Saturday, April 26, 2008

Project Panic

This morning I got one of those charming, emails from Amazon.com, in which they show me books that I never knew existed but that I of course want to buy. I want to buy them and all of their little friends that everyone else who bought the book bought. I am a capitalist pig of the first order, and I buy to live.

It didn't help me to notice, however, that said book treads dangerously close to matter that I worked on in the diss, as does one of the other recommended books. In fact, both are put out by the same publisher that reviewed my manuscript. [At some point, I need to write up that delightful little experience, wherein the reviewers couldn't agree, and the editor asked what kind of revisions I'd be willing to do. I was so befuddled and frazzled by my job that I didn't respond for 7 months. The moral of this story? Don't send shit out until you're ready...]

Last spring, I started to panic about publications, as the loud ticking of the tenure clock finally registered in my ears. It's not that we need a tremendous amount of publications here, but there's enough agita involved with the entire process that I wanted to have my bases covered. Unconsciously, I think my strategy was this: it doesn't matter what you publish, as long as you do it.

At that point, I had failed to follow up on the manuscript review for the diss, and I had also turned down the offer for a monograph on a particular writer on whom I had once been very keen, but had not worked on in years. In retrospect, I don't know if all of this sounds like career suicide, but it seemed right at the time. Devoting myself to writing a book that I wasn't really invested in, when I already have to nail my feet to the floor to get writing done, seemed like an exercise in despair.

So, I've been concentrating over the past year to get stuff done and out, in whatever way I can. This has meant working on some insane projects---a collaborative piece with a group of people from a previous institition on a book that makes me batty; a collaborative piece with my colleague in a field that's not really mine, although it touches it; and upcoming---a piece that moves in a direction I'd like to shift my research, but one that's new to me, and with a press that I'm not particularly sure about.

Somehow, all of this has worked in my favor. Wonder of wonders, it looks like a respectable press is going to put out that first piece (I think there was bribery or blackmail involved. Seriously, it's the weirdest shit ever.); Gawd willing and the creek don't rise, the second piece has been accepted by a decent journal, pending peer review; and the third, assuming I can finish it, has been accepted and should wend its way through the publishing machine next year.

While I'm now sufficiently set for the local requirements, it does leave me with a bizarre CV. There's no central theme, no particular evidence of a consistent line of research or thought, except that "gee, she knows a bunch of people." It's no wonder that the diss has lost its place in line, and its not something I'm willing to go back to at this point, as it feels so removed from me and my current thinking. But what exactly IS my current thinking?
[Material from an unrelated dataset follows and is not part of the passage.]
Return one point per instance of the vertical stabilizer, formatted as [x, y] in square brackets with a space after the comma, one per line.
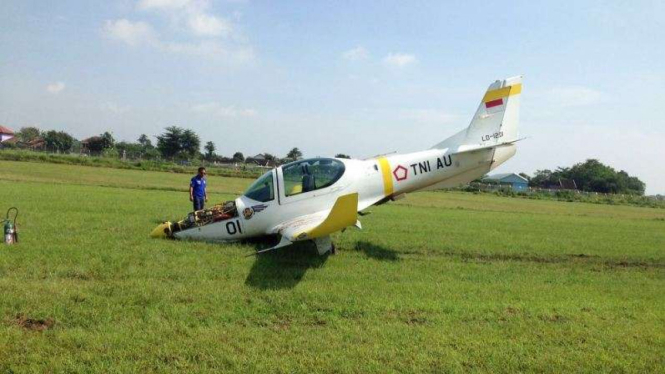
[495, 120]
I think it's time for me to find a new project---one that's indicative of the kind of work that I've been doing, and that I'd like to build the next stage of my career on. I'd like it to take into account the kinds of interpretative work that I most enjoy and do best, I'd like it to have stakes that I think are relevant, and I'd like it to reference and resonate with the stuff that I've been reading and I think matters in the field.

Having said all that...I have no idea what that project is. I've spent so much time making sure that I have publications on the docket in time for tenure application that I haven't cared so much about what I actually want to do. In ways that I had never intended, I've pushed my deep-seated intellectual singularity to the background in order to foreground the immediate, the marketable, the do-able in a short amount of time. If this year's theme is completion, then it might be time to complete that cycle and move on to remembering how to find what it is that most excites me, even if it's slow in coming.